The prevalence of persistent dyspnea, functional limitations, and reduced quality of life (QoL) after pulmonary embolism (PE) ranges from 30% to 50% in published studies. While the underlying mechanisms remain unclear and are likely multifactorial, Øyvind Jervan, MD, and colleagues reported, research suggests that deconditioning and psychological factors contribute substantially to post-PE impairment. Optimal management remains unknown. Symptom improvement following rehabilitation programs in chronic obstructive pulmonary disease and in cardiac diseases is well documented, however, but evidence in the post–pulmonary embolism setting is limited.

The investigators randomized adult patients 1:1 from two hospitals (Osfold Hospital and Akershus University Hospital) with PE identified via computed tomography pulmonary angiography 6-72 months prior to study inclusion to either a supervised outpatient exercise program or usual care. The once- or twice-weekly home-based program was tailored to each participant and included a 90-minute educational session on the cardiopulmonary system, diagnosis and treatment of PE and its possible long-term effects, the benefits of exercise and physical activity, and the management of breathlessness. Also during the intervention period, participants were given a simple home-based exercise program to be performed once or twice weekly. Differences between groups in the Incremental Shuttle Walk Test (ISWT), a standardized walking test that assesses exercise capacity, was the primary endpoint. Secondary endpoints included an endurance walk test (ESWT) and measures of symptoms and QoL.

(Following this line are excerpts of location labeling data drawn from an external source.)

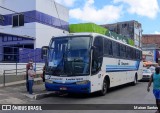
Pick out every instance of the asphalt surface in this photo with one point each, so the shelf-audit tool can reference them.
(126, 94)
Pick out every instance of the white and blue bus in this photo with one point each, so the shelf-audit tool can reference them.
(90, 62)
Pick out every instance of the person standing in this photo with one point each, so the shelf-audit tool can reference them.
(155, 78)
(31, 75)
(43, 75)
(30, 63)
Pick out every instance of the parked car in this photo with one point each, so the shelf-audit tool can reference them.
(147, 74)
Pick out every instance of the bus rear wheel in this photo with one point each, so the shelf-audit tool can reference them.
(104, 88)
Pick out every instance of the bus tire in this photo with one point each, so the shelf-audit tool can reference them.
(104, 88)
(135, 80)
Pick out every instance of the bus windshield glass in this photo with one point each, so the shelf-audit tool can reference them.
(69, 56)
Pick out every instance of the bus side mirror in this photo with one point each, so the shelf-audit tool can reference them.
(44, 52)
(93, 47)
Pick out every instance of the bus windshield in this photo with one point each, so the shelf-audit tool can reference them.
(69, 56)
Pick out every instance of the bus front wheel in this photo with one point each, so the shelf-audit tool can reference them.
(135, 80)
(104, 88)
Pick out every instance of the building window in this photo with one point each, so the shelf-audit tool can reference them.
(18, 20)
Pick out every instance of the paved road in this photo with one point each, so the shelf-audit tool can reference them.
(120, 95)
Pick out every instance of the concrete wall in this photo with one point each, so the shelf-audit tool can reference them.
(43, 38)
(18, 6)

Among 211 participants (median age 57 years; 56% men), the median time from diagnosis to inclusion was 10.3 months. Median baseline walking distance on the ISWT was 695 m with 21% achieving the 1,020-m maximum distance. At follow-up, a between-group difference of 53.0 m favored the rehabilitation group (89 evaluable subjects; 87 in usual care) (P = .0035). While subgroup analysis revealed a greater difference for those with shorter time from diagnosis (6-12 months vs. 12.1-72 months), the between-group differences were nonsignificant. Also, no ISWT differences between the intervention and control group were found for those with higher pulmonary embolism severity and dyspnea scores. The walk endurance test revealed no between-group differences.

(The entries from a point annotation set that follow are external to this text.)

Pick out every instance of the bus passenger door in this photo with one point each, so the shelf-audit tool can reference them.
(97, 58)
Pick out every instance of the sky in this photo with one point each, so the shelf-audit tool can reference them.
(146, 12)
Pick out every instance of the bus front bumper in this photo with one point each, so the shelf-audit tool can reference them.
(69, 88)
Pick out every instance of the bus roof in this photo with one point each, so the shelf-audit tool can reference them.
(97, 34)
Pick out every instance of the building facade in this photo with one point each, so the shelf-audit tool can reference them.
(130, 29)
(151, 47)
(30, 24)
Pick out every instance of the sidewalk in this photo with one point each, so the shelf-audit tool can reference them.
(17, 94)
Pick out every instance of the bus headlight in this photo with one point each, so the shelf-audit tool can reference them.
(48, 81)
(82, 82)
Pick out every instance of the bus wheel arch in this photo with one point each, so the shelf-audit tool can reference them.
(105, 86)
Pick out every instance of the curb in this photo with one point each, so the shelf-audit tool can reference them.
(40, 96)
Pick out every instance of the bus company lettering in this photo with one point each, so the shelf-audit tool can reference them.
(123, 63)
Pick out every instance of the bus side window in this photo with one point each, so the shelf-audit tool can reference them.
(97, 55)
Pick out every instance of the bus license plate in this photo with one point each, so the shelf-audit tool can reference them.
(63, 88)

Scores at follow-up on the Pulmonary Embolism-QoL questionnaire favored the rehabilitation group (mean difference –4%; P = .041), but there were no differences in generic QoL, dyspnea scores, or the ESWT.

“The present study adds to the growing evidence of the benefits of rehabilitation after PE,” the researchers stated. Although several recent studies have shown rehabilitation after PE results that were promising, the authors pointed out that most of these studies have been small or have lacked a control group, with great variations between them with respect to time, mode, and duration of intervention. In addition, the current study is the largest one addressing the effect of rehabilitation after PE to demonstrate in subjects with persistent dyspnea a positive effect on exercise capacity and QoL.

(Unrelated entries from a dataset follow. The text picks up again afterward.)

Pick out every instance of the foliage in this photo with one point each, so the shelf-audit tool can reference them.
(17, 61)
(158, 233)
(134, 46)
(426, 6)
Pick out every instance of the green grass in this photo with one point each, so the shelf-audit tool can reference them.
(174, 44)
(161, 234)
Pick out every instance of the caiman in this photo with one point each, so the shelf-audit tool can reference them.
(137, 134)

The researchers also commented that the small detected mean difference of 53 m in walking distance was lower than has been considered a worthwhile improvement by some, and its clinical relevance can be debated. Other studies, however, have used mean group differences of 40-62 m as clinically meaningful. The authors underscored also that the ISWT data were subject to a considerable ceiling effect which may underestimate the effect size.

Addressing study limitations, the researchers added that: “The rehabilitation program in the present study consisted mainly of exercise training. It is unknown whether the addition of occupational therapy, psychology, or dietary therapy would provide additional benefits for the participants. Most participants had mild symptoms, which may have limited the potential benefits of our rehabilitation program.”

The project was funded by Østfold Hospital Trust. Dr. Jervan reported no relevant conflicts of interest.